The Braves are ringing in the new year at SunTrust Park.
The organization’s staff has moved out of Turner Field in Atlanta and has begun working out of SunTrust Park, according to Mike Plant, president of development for the Braves.
The team began moving out of Turner Field the day after the Braves’ 2016 season ended, storing equipment temporarily at a warehouse. But within the last six weeks, staffers began moving office equipment and furniture into SunTrust Park, and on Dec. 19, team employees began moving into their offices even as construction crews were still working to finish the interiors, Plant said.
“It was a big day for everyone, and (we) saw a lot of happy faces, obviously, on our entire Braves staff organization the day we moved into our offices,” Plant said, adding, “I would say as far as milestones are concerned, that’s probably at the top of the list.”
The last day for office staffers at Turner Field was Dec.15, but a few Braves employees stayed behind, Plant said, moving out the few things that were left and “taking care of our commitments on securing the facility and cleaning it up for Georgia State,” which will now begin the process of retrofitting the ballpark to become the university’s new football stadium.
“People spent a couple days before Christmas unpacking and getting themselves set up so that (when we) come back from the holidays here, we hit the road running pretty hard. That was kind of the process that took place over a couple months.”
In addition to moving office equipment to SunTrust Park, the Braves also had to transfer all the technology that will be used at the new ballpark and the massive amount of data used by both the major league team and all its minor league affiliates, Plant said.
“That transfer all occurred a couple weeks in advance, and then the last piece of the move was all the final furniture that was going in about two weeks in advance and getting that (certificate of occupancy) from the building permit and fire marshal,” Plant said. “That is everyone’s permanent office now, SunTrust Park. They don’t have an office at Turner Field anymore.”

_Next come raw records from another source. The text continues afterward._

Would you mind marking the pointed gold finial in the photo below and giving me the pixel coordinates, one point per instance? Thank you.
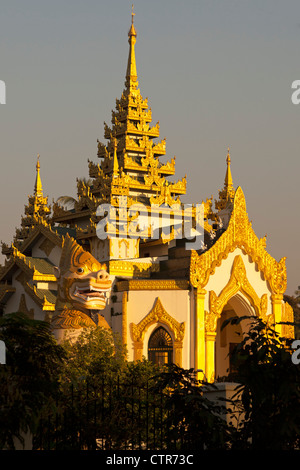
(38, 188)
(131, 73)
(115, 161)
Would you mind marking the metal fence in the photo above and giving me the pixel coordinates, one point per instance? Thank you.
(108, 415)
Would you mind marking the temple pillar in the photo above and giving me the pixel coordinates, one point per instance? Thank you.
(276, 300)
(210, 341)
(200, 332)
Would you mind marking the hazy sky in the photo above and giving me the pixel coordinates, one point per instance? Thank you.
(217, 73)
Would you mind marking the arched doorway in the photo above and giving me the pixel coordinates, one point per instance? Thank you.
(160, 347)
(228, 337)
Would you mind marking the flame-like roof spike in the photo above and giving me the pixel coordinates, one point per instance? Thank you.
(228, 177)
(38, 188)
(131, 74)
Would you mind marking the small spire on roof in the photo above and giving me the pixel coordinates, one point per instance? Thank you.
(38, 188)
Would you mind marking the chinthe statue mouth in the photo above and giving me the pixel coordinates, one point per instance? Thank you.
(91, 293)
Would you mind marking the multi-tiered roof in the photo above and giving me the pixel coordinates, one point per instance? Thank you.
(130, 160)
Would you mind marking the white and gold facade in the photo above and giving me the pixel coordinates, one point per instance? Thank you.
(166, 300)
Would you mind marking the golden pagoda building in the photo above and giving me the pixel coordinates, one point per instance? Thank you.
(170, 293)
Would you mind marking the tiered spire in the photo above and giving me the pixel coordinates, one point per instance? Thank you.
(130, 160)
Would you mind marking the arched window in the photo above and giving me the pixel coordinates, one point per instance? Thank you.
(160, 347)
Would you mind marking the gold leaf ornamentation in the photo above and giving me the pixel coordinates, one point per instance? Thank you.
(239, 234)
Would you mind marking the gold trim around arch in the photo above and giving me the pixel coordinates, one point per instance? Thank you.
(239, 234)
(238, 282)
(158, 314)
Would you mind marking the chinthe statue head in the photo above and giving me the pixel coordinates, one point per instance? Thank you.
(83, 282)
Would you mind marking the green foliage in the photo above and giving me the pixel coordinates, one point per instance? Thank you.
(29, 378)
(269, 391)
(193, 421)
(96, 353)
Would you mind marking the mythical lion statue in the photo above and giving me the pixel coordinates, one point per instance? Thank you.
(83, 288)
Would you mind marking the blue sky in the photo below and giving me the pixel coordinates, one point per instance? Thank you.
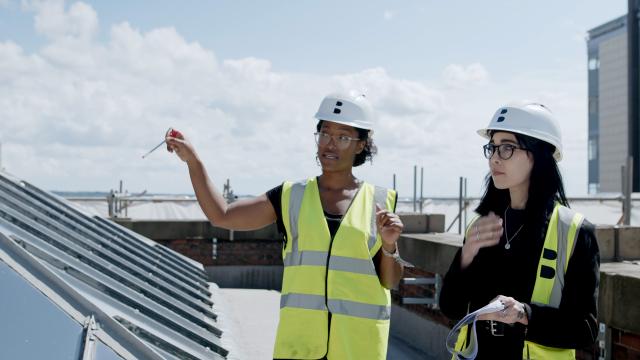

Meanwhile, with much of the exterior work on the new ballpark complete, the focus continues to be on the interior, Plant said, such as finishing installing the signage, flooring and lighting for the concession stands, clubs and suites. There are also about 1,300 televisions throughout the ballpark to be installed and tested, not to mention the main scoreboard and other smaller display boards.
These display boards, as well as the LED lights that will shine down on the playing surface, are being tested now — drivers on Interstate 75 passing by the new ballpark can see them illuminated at night while the tests are being performed.
The playing surface itself is starting to take shape now that the drainage and irrigation systems are installed and covered with layers of gravel, sand and soil. The infield, pitcher’s mound and warning track are all being formed now, and the final layer of topsoil that the grass sod will be planted in will be spread soon. The grass itself won’t be planted until late February or early March, Plant said.
Next door, The Battery Atlanta, the mixed-use development the Braves are building adjacent to the new stadium, is progressing at a similar pace, Plant said. The 16-story Omni Hotel that will overlook SunTrust Park will be topped out — the final piece of structural steel installed — in the next two weeks, Plant said.
“That’s really the last component of the mixed-use that has to be topped out,” he said.
Some of the future tenants of the retail, office and restaurant space have already begun working on the interiors of spaces they will occupy, Plant said. Live Nation, which will develop and operate the 53,000-square-foot Coca-Cola Roxy Theatre, began building out the venue in mid-November, ahead of an early April opening, he said.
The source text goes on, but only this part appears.